Lo primero
que sentí fue sed. Una necesidad insoportable
de beber, mi cuerpo estaba lleno de arena y me faltaba el aire. Me incorporé
como pude, aturdida, no sabía qué hacía
en esa isla desierta ni cómo había llegado.
En busca de
agua potable y de respuestas comencé a andar por un camino que salía desde la
playa y se adentraba en la isla. Durante horas caminé, la sed me agotaba, pero
seguí adelante. Después de un rato largo llegué a un manantial que parecía más
una alucinación que real. Estaba rodeado
de árboles frutales, era un paraíso. Me tiré al agua sin pensarlo y bebí hasta
que me dieron arcadas. Terminé recostada a la sombra de un árbol y me dormí.
Me despertó
el sonido del canto de una mujer. La
dulzura de su voz me invitó a seguir la música que se escuchaba más cerca
a medida que rodeaba el manantial. Ya atardecía. A los pocos pasos la ví. Estaba de espaldas, tenía el cabello blanco
ensortijado, ropa negra desgastada y lavaba algo en la orilla. Despacio, sin
intención de asustarla le toqué el hombro y al darse vuelta un frío
estremecedor me recorrió la espalda. Sus ojos eran los míos, pero vacíos de
expresión, su rostro tenía el peso de una vida entera. Era igual a mí, pero con
unos 30 años más. Entonces me tomó la
mano y me dijo que no me asustara, que me había estado esperando. Y sentí mucha
paz.
Me invitó a
una cueva donde había armado su hogar y me alimentó y cuidó por mucho tiempo. Los
primeros días nos quedábamos hasta el amanecer charlando, ella tampoco
recordaba cómo había llegado allí, ni cuantos años habían pasado. Me contaba cómo
había sido su vida después llegar, un recorrido crudo de soledad. No había elegido quedarse ahí, pero había
cometido un error y ya no había podido salir de la isla. Quería advertirme que si yo
hacía lo mismo no podría cambiar mi
destino. Al principio me parecía interesante, pero después empezaron a pesarme sus consejos.
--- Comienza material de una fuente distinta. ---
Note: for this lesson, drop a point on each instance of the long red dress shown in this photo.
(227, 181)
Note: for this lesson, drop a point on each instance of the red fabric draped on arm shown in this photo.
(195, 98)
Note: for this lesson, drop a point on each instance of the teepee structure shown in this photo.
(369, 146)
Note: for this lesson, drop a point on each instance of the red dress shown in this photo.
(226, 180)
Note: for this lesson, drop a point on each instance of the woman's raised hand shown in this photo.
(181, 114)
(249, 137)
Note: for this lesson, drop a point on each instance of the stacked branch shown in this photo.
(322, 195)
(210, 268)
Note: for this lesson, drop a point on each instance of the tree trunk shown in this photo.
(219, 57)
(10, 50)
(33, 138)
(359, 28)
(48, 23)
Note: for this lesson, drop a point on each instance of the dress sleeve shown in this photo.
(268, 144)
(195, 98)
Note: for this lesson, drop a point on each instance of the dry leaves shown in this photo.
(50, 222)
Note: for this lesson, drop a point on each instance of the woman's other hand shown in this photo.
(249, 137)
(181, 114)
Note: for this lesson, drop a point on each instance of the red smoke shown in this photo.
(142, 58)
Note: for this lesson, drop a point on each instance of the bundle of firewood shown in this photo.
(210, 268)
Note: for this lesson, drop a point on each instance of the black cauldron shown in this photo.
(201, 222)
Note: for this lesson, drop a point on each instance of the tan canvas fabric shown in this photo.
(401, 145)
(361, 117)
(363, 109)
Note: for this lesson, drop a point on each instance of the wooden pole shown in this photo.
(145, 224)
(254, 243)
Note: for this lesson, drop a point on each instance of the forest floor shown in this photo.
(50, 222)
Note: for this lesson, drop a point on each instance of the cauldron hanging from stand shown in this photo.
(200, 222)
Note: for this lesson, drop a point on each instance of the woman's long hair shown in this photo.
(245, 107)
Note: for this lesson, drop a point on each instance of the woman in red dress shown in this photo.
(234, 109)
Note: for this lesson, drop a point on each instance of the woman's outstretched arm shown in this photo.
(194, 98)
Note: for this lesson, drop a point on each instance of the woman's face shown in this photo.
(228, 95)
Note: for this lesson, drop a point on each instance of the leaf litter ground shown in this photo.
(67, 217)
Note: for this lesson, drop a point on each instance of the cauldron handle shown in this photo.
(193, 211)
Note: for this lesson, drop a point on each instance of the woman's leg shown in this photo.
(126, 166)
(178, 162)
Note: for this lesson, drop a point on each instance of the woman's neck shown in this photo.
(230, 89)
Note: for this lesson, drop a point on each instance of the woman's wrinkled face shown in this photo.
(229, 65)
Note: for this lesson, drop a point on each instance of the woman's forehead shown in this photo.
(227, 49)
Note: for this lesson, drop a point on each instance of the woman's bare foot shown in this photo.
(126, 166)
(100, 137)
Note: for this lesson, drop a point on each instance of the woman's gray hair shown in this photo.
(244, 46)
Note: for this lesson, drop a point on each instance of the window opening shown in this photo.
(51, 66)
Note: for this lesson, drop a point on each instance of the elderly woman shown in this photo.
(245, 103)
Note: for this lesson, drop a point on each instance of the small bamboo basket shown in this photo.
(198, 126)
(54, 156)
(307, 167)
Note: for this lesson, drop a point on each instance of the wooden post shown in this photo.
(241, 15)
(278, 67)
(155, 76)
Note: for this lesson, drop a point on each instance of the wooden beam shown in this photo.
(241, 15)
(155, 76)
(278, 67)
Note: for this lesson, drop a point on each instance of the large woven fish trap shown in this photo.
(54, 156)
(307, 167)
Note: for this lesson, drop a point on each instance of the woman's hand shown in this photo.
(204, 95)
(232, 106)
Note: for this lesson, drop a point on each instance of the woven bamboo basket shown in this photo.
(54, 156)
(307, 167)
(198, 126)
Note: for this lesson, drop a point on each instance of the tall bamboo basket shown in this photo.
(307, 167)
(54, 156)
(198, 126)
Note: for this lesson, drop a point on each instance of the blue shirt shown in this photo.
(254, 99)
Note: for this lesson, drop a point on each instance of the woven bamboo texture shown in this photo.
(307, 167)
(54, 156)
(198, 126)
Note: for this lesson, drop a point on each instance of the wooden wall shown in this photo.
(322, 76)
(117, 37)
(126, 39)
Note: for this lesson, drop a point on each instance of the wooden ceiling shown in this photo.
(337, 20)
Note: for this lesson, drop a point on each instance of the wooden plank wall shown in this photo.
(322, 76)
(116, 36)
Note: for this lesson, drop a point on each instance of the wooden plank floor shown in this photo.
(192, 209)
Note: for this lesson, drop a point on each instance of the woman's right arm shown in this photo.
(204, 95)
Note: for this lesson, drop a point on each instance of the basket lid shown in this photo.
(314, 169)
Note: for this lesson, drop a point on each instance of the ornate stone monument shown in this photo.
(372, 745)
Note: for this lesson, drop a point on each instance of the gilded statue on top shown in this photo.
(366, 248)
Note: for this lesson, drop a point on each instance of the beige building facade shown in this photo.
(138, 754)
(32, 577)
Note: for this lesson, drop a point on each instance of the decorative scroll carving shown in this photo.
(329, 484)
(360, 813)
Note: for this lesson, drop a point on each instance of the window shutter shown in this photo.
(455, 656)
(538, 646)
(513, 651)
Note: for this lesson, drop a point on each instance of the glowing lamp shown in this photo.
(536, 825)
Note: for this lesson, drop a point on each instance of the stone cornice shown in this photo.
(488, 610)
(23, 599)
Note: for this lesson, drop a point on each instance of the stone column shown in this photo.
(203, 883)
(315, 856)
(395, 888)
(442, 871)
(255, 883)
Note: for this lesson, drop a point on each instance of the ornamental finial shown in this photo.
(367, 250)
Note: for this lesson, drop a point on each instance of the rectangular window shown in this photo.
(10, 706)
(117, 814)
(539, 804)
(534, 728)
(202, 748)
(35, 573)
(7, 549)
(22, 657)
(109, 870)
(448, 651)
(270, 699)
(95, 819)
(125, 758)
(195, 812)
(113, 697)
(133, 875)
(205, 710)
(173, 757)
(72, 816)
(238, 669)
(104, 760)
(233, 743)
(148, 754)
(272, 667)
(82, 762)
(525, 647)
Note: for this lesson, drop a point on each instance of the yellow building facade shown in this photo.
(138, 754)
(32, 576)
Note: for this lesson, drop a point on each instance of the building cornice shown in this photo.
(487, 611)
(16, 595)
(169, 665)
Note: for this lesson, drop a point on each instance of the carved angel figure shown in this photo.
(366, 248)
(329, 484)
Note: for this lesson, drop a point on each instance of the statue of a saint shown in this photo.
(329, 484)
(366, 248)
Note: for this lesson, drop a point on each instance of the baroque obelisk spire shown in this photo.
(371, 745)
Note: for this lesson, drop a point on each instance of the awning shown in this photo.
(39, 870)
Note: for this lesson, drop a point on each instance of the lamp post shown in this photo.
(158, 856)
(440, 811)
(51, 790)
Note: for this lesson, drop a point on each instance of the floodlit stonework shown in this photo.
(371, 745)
El misterio de no decirme concretamente cuál era ese error o como salir de ahí.
Tenía que
librarme de ella, buscar la forma irme de la isla y hacer mi vida. Atada a esa mujer a la cual jamás me parecería,
no iba a lograrlo.
Esa misma
noche la maté, recuerdo sus manos intentando sacar mis manos de su cuello, sus
ojos aterrados, su última expiración que ahogaba una palabra. Error.
Entonces lo
entendí, ese era el error que ella también en algún momento había cometido.
Nunca más
pude salir de la isla. Ya pasaron 30 años, calculo, desde que llegué, mi
reflejo en el agua del manantial es igual a ella.
Ahora soy yo la que espera en soledad que llegue alguien a tocar mi hombro para intentar al menos, cambiar su destino.